Tuesday, February 06, 2007

The Professor and the Madman

I finished reading the historical non fiction book/micro-history,The Professor and the Madman: A Tale of Murder, Insanity, and the Making of the Oxford English Dictionary by Simon Winchester. I really liked it. Our library system had a non fiction book club read it a couple of months ago.

A historical non-fiction is a book that reads almost like fiction. A micro-history is a book which focuses on one small part of history. The part can either be an item or a time period. Seabiscuit is a wonderful example. It focused on horse racing during the Depression and really made that time-period come alive.

The Professor and the Madman focused on two men who were strongly involved in the editing of the OED: James Murray (the professor) and Dr. William Chester Minor (the madman). The vast undertaking of creating the OED simply amazed me. Before 1857 (when the idea was first suggested), there was no all-encompassing English dictionary. Or at least, not a dictionary like we think of today. The OED editors set out to catalog, define, provide illustrative quotations, and track the word's history through written history from its first use until the current day. Every. Single. Word. Wow.

They had thousands of volunteers read through books, write down words (any words), illustrative quotations, where the quotation was found, page number, and send in the slip of paper to the Scriptorium that Murray had set up in Oxford. The Scriptorium might sound impressive but really it was just a corrugated metal structure full of paper. Can you even imagine the scraps of paper everywhere? How would anything ever get done or even found?

Dr. Minor is introduced as a madman from the very beginning of the book. A madman but also an intellectual. He was an American doctor who served in the Civil War. Apparently, his paranoia was sparked and/or became more pronounced after an experience during the Wilderness where he had to brand an Irish soldier as punishment for desertion. After that, he felt that the Irish everywhere were after him in revenge. He also complained of being followed and being forced to perform "lewd acts" every night by persons unknown. A while after the end of the war, Minor left America for England. He was imprisoned in Broadmore, a lunatic asylum there, when he murdered a man in London. (Minor thought the man was going to attack him.)

While in Broadmore, Minor had an extraordinary amount of special privileges. He had a pention from the U.S. Army and was a doctor like those taking care of him so Minor was housed in the nice part of Broadmore. He had the use of two rooms, one of which served as a library and the other which was his bedroom, where he painted and played his flute. The library was quite impressive because he collected rare works and anything else that caught his interest. Minor hired one of the other inmates to clean his rooms and perform small tasks. Sounds pretty nice, huh? He still had the slight problem of thinking people were breaking into his room at night and poisoning him or forcing him to perform those lewd acts.

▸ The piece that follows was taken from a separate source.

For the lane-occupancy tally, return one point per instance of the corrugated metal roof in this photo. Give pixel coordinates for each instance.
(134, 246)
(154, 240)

Ten years after he was first imprisoned, Minor came across Murray's plea for volunteer readers. He wrote to Murray offering his services and got down to reading. Minor's approach to the task was completely different than that of the other volunteers. He would read a book through writing down each word that caught his attention and page number where it was found. He wrote the words down so that they would be in alphabetical order, leaving space for words he would find as he read. Once he finished one book, Minor would go on to the next. Because he wasn't sending in submissions to the editors in Oxford, they thought he had gotten bored with the project.

Once Minor thought he had come up with enough words, he wrote to Murray asking him if they were having any difficulty with any word. When Murray responded that "art" was vexing them, Minor immediately responded with quotation, volume number, and page number. After that, Murray and his workers would send any word "problems" to Minor and he would immediately respond with a correct response. Because Minor had his word lists minutely indexed, it took him no time at all to find a correct quotation. As the author says, other volunteers might have sent in more quotations but Minor's were worth their weight in gold. The editors knew they didn't need to double-check his work.

It was very interesting to watch the friendship between Minor and Murray develop. They corresponded for years and Murray visited Minor frequently in Broadmore. I also found it fascinating to learn more about the editing of the massive dictionary.

The only problem I had with the book was that the author, Simon Winchester, did not have a bibliography in the back of the book. True, he mentioned other books people could read to learn more and talked about some of the books he read. But, to a historian like me, that is not good enough. I want to see all of the documents he used. The letters, the journals, the books, the interviews. Everything. Still, I greatly enjoyed the work and would highly recommend it.